The Rams have built an elite special teams unit by fostering plenty of competition early in training camp.

The Rams have had one of the best special teams units in the league for some time now, and one of the reasons why is the competition the team fosters in training camp.

Monday’s practice, which focused solely on the unit, is an example of where players who may be on the fringes of the roster can begin to make enough of an impression to secure a coveted spot. It’s an opportunity for players to show that they have both unique physical and mental traits that can allow them to be successful in their special teams roles.

“They’re a little different, yeah,” special teams coordinator John Fassel said of players who excel on his unit. “And probably like their coach, really all kind of crazy, a little whack. They’re a little different, which is good. If you’re not, then it’s probably not for you.”

Aside from punter Johnny Hekker, kicker Greg Zuerlein, and long snapper Jake McQuaide, there are some clear core members of the special teams unit. Players like Daren Bates, Chase Reynolds, Cody Davis, Cory Harkey, and Benny Cunningham have all become vital to the team’s performance in the area.

And the mixture of physical and mental traits is why Fassel recently showed the team film of Bates’ first special teams practice from 2013. That day made an impression on Fassel and the coaching staff because they had never seen Bates in pads before.

“You think, ‘This guy might have something to him. He may be scrappy and he may be tough.’ But you don’t know until you can go out there and bang with the pads on,” Fassel said. “Obviously that day kind of woke everybody up as far as the coaches and said, ‘Let’s keep an eye on this guy. Let’s see what happens in the games.’ And he did it in the games.”

That’s what many of the young players were facing prior to Monday, and will continue to face throughout the preseason. And while Bates noted that it’s good to remember where you started, he said he wasn’t simply using himself or his situation as a guide for younger players.

“Everybody is different,” Bates said. “I just try to tell them to do what you know you can do. Use your strengths when you’re out here because that’s going to keep you alive, keep you going, keep you through your drills. So when you use your strengths, and not try to think too much and just play ball, you’ll be alright.”

For players like Bates and Reynolds, who are listed at other positions, contributing heavily on special teams is a way that keeps them on a roster. And it’s something both players embrace.
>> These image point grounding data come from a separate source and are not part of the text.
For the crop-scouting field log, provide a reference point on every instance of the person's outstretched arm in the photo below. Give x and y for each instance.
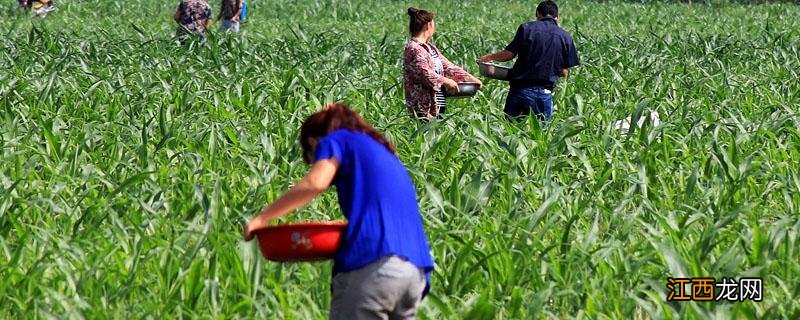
(317, 180)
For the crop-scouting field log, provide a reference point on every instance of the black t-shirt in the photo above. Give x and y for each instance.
(542, 50)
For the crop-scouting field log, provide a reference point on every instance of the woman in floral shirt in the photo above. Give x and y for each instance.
(194, 17)
(426, 71)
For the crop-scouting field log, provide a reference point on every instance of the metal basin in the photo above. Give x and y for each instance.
(493, 71)
(465, 89)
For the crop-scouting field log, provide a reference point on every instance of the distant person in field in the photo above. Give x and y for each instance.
(193, 18)
(426, 71)
(230, 12)
(544, 53)
(382, 269)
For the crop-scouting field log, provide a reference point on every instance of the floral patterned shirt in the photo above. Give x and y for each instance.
(194, 14)
(421, 81)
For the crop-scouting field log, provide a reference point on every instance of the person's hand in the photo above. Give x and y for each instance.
(251, 227)
(450, 84)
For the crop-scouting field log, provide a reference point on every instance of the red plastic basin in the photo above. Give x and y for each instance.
(307, 241)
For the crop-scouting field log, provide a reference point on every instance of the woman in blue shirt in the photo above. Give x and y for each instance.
(382, 269)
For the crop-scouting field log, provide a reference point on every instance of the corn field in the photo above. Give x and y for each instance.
(130, 163)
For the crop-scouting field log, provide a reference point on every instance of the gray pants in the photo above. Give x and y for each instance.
(390, 288)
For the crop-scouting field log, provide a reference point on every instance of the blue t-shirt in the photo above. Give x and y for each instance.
(379, 200)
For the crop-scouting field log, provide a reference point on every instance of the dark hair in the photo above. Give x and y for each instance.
(417, 20)
(547, 8)
(333, 117)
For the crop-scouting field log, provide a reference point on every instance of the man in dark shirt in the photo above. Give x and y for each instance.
(544, 53)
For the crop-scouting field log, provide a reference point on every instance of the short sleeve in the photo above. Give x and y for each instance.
(328, 148)
(570, 57)
(518, 40)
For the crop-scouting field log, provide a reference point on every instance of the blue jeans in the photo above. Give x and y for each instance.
(524, 101)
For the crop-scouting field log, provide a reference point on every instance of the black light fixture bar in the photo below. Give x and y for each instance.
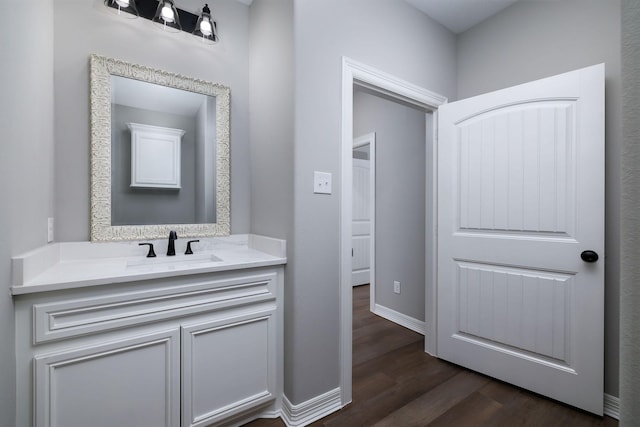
(147, 9)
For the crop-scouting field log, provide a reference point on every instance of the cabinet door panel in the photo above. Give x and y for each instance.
(228, 367)
(134, 382)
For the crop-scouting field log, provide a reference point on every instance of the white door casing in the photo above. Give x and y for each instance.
(520, 197)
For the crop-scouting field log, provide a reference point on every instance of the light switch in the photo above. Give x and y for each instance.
(49, 230)
(321, 182)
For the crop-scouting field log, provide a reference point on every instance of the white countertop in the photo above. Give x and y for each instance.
(71, 265)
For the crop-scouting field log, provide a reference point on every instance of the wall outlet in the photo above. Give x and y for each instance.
(321, 182)
(396, 287)
(49, 230)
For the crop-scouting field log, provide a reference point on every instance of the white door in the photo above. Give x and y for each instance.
(520, 202)
(361, 229)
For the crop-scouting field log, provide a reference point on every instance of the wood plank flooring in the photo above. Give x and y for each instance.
(395, 384)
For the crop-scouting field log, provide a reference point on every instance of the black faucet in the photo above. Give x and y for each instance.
(171, 250)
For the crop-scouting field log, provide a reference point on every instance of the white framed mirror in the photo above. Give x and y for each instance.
(123, 92)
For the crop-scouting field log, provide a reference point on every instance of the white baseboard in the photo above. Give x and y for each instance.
(612, 406)
(401, 319)
(313, 409)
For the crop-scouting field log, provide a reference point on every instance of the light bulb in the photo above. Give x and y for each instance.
(205, 27)
(167, 13)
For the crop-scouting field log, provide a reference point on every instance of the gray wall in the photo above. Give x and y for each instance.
(400, 199)
(386, 34)
(26, 153)
(530, 40)
(271, 126)
(142, 206)
(82, 27)
(630, 270)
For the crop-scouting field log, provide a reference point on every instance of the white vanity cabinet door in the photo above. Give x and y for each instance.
(130, 383)
(229, 366)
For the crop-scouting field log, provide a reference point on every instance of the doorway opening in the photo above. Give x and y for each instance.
(355, 74)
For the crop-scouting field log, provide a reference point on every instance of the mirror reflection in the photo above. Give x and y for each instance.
(160, 153)
(160, 109)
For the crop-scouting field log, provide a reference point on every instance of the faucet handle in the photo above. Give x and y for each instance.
(151, 253)
(189, 251)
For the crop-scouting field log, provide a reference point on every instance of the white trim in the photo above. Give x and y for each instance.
(313, 409)
(431, 259)
(401, 319)
(612, 406)
(357, 73)
(370, 139)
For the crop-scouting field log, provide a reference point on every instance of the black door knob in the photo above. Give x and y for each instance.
(589, 256)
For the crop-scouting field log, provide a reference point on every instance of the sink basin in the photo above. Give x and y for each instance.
(178, 261)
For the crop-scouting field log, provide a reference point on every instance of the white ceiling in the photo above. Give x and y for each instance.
(460, 15)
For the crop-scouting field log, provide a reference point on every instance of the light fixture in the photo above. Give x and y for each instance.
(126, 8)
(167, 16)
(206, 28)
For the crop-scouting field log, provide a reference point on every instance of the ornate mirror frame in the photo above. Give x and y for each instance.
(101, 70)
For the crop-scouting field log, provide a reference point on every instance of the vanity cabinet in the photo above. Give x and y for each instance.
(196, 350)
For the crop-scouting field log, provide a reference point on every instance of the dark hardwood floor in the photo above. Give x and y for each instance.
(396, 384)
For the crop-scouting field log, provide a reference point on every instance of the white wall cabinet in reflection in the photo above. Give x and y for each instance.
(155, 156)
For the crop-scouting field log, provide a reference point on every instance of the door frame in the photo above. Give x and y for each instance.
(356, 73)
(362, 141)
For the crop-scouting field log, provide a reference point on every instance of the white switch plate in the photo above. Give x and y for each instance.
(49, 229)
(321, 182)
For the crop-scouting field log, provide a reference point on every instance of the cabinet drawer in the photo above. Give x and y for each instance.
(89, 315)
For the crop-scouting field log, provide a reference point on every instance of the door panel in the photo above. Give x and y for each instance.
(521, 195)
(361, 228)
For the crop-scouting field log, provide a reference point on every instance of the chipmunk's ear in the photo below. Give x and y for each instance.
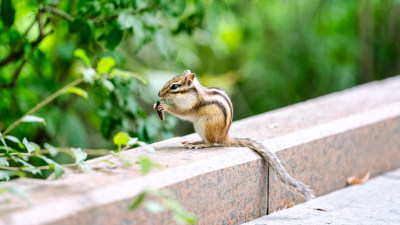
(190, 79)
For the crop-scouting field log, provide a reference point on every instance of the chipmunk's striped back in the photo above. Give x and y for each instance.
(211, 111)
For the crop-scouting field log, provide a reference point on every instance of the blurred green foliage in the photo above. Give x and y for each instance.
(266, 54)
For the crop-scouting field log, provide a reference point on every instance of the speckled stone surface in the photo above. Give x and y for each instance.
(375, 202)
(320, 142)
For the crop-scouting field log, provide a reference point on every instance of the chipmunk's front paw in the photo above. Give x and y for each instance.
(158, 106)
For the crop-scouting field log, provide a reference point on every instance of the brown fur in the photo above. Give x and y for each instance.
(211, 111)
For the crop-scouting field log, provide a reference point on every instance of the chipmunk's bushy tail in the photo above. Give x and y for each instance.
(273, 162)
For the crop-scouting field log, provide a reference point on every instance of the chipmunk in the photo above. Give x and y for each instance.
(210, 110)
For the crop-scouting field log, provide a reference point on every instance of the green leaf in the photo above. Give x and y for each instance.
(154, 207)
(105, 65)
(4, 176)
(52, 150)
(33, 119)
(7, 12)
(132, 141)
(137, 201)
(79, 154)
(58, 170)
(28, 167)
(80, 157)
(4, 162)
(77, 91)
(126, 75)
(81, 54)
(3, 141)
(109, 85)
(29, 147)
(139, 35)
(113, 38)
(88, 75)
(125, 20)
(75, 25)
(121, 138)
(161, 43)
(147, 164)
(13, 139)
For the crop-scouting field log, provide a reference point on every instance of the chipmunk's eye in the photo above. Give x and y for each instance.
(174, 86)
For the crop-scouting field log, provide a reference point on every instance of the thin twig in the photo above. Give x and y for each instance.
(43, 103)
(58, 12)
(103, 19)
(63, 150)
(68, 165)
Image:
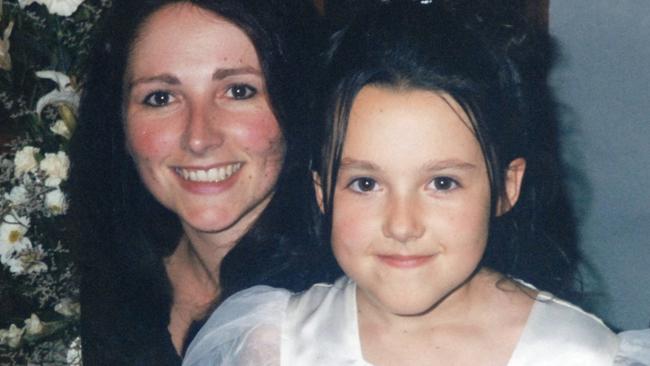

“You always want to play your position, so I do want to get out there and make some tackles on defense, get an interception, make some big plays for the defense. But I know where my home is,” Bates said. “Special teams is where it’s at. That’s where I can make plays, I can go out and be myself, and show my athleticism and just play free.”

“I heard a coach say one time, ‘It’s hard to make it in the NFL, and it’s harder to stay.’ And that’s true,” Reynolds said. “You can do whatever you want in the 2014 season, but there are always new guys coming up. You’re always getting a little older.”

And while the contributions from the core special teams players may go unnoticed by many, that’s not at all the case with their teammates.

“For the most part, I rely on them. And they’re very, very reliable players,” Hekker said. “They’ve been coached by the best special teams coach in the country. And, man, we have fun doing what we’re doing. I think that’s special to our special teams unit.”